Ma alla fine cosa è che davvero non funziona? Cosa pesa a sfavore delle carriere femminili in azienda? La risposta è: l’organizzazione del lavoro in salsa italiana. Tra le persone intervistate, in tanti mettono in luce come le culture organizzative e le pratiche di lavoro, in Italia, siano ancora pensate prevalentemente per uomini che non hanno compiti di conciliazione. Chi fa carriera “non guarda mai l’orologio“, tende a non separare la vita lavorativa da quella privata, è disposto a fare rinunce personali. Per questa ragione, le soluzioni formali pro-conciliazione non sono sufficienti per rompere il soffitto di cristallo nelle aziende e rischiano di rimanere sulla carta o di ridursi a semplici “contentini”.

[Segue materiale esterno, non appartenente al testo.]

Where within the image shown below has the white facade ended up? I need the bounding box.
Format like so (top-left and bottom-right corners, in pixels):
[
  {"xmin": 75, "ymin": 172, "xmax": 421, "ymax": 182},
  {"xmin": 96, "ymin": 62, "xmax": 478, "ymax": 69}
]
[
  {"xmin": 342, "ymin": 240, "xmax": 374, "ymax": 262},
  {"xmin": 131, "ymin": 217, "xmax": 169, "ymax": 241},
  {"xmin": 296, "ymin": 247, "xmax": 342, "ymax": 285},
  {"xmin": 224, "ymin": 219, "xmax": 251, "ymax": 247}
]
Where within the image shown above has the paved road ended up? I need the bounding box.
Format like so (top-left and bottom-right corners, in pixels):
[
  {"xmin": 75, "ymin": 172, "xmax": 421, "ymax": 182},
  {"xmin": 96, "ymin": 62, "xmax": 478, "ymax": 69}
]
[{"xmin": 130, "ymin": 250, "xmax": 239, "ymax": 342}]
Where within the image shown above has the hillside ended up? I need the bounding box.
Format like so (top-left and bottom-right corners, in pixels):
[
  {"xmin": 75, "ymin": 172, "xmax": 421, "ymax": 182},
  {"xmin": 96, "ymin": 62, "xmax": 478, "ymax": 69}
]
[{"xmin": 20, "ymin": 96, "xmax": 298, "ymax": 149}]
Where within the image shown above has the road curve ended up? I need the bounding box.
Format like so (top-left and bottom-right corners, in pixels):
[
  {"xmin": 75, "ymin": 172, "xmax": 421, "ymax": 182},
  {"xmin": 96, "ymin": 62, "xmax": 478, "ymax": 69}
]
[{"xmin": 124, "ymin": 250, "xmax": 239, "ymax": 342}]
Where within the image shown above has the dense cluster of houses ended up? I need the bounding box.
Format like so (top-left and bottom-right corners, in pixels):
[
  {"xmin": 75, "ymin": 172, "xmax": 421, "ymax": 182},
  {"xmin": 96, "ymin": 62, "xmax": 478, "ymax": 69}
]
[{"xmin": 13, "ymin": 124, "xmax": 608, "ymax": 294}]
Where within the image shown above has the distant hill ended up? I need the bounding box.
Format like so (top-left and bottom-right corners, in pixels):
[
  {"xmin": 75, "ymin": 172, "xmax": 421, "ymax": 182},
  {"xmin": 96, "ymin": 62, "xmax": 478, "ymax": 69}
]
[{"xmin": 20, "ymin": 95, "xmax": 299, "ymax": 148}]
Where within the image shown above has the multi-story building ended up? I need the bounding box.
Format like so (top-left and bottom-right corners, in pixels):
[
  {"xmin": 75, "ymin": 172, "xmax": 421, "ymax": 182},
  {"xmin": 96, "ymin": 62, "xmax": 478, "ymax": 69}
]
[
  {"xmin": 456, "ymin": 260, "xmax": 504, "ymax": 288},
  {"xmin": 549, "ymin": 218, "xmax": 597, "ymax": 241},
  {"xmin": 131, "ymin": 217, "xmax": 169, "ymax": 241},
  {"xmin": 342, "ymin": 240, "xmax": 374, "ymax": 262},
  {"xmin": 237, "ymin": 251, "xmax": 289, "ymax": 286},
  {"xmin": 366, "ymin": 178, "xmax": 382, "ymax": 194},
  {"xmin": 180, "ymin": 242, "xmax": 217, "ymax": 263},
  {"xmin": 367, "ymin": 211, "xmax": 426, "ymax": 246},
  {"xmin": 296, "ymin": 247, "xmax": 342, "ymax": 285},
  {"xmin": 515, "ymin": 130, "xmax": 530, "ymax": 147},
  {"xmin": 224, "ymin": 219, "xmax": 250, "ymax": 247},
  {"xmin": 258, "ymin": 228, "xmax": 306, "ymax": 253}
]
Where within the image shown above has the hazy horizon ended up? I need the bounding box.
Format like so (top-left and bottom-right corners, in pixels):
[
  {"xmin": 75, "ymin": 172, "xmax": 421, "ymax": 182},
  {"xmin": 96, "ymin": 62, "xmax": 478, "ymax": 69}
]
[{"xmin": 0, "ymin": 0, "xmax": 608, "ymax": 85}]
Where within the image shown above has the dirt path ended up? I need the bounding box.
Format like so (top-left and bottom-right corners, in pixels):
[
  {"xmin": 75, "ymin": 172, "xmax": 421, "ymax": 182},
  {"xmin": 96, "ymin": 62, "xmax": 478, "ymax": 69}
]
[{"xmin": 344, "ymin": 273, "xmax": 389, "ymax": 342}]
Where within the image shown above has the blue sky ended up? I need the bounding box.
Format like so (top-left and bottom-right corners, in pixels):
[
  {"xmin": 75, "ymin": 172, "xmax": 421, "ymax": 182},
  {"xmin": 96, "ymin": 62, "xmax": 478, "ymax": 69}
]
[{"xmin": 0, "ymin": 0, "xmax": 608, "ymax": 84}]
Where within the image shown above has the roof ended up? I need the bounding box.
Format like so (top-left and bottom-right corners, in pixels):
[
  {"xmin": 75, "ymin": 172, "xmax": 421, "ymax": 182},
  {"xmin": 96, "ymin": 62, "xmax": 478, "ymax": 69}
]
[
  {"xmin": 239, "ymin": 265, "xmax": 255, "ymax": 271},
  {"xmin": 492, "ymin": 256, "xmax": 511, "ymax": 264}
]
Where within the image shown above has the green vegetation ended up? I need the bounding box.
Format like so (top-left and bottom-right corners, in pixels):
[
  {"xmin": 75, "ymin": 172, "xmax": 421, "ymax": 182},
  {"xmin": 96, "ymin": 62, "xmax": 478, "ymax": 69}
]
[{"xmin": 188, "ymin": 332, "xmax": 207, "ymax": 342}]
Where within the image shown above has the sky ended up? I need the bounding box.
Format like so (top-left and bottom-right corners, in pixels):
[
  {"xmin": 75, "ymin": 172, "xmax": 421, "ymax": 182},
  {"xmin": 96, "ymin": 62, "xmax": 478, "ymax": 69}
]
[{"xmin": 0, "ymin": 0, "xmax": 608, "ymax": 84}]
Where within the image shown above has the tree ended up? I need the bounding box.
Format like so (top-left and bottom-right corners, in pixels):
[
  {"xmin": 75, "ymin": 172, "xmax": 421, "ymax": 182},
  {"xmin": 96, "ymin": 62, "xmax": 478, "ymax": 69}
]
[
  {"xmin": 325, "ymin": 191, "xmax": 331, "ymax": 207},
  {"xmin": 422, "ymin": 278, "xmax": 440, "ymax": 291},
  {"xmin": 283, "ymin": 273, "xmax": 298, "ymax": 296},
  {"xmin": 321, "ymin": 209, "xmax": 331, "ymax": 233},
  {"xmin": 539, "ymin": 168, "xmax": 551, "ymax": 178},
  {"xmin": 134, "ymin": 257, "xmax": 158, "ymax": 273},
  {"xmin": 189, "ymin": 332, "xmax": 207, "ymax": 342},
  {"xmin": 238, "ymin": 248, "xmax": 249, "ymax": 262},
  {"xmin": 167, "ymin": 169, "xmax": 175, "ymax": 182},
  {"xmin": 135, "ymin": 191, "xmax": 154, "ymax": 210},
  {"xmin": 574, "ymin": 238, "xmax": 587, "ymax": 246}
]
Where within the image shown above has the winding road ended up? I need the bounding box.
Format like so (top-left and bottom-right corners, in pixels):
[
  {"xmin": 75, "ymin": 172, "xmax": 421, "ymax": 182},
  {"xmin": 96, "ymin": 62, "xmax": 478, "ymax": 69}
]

“Il tema centrale è il Work-life balance” focalizza Patrizia Ghiazza. “La donna alla fine non vuole essere presenzialista, non vuole stare tutta la giornata al lavoro, le donne sono meno disposte degli uomini a pagare questo prezzo, anche a costo di fare un passo indietro nella propria carriera“. Dobbiamo dunque arrenderci? “Assolutamente no, noi consideriamo questo aspetto un gap negativo per la società italiana, per gli stessi uomini e per le aziende intese come organizzazioni complesse, un ostacolo da superare” aggiunge Ghiazza.
Di buono c’è che il tema dell’equilibrio tra vita privata e vita lavorativa comincia a farsi strada anche tra gli uomini, il “diritto alla disconnessione” diventa una esigenza sempre più condivisa. Il benessere organizzato probabilmente aumenterebbe nelle aziende se ci fossero più capi donna, capaci di incarnare nei modelli di leadership valori life e family friendly.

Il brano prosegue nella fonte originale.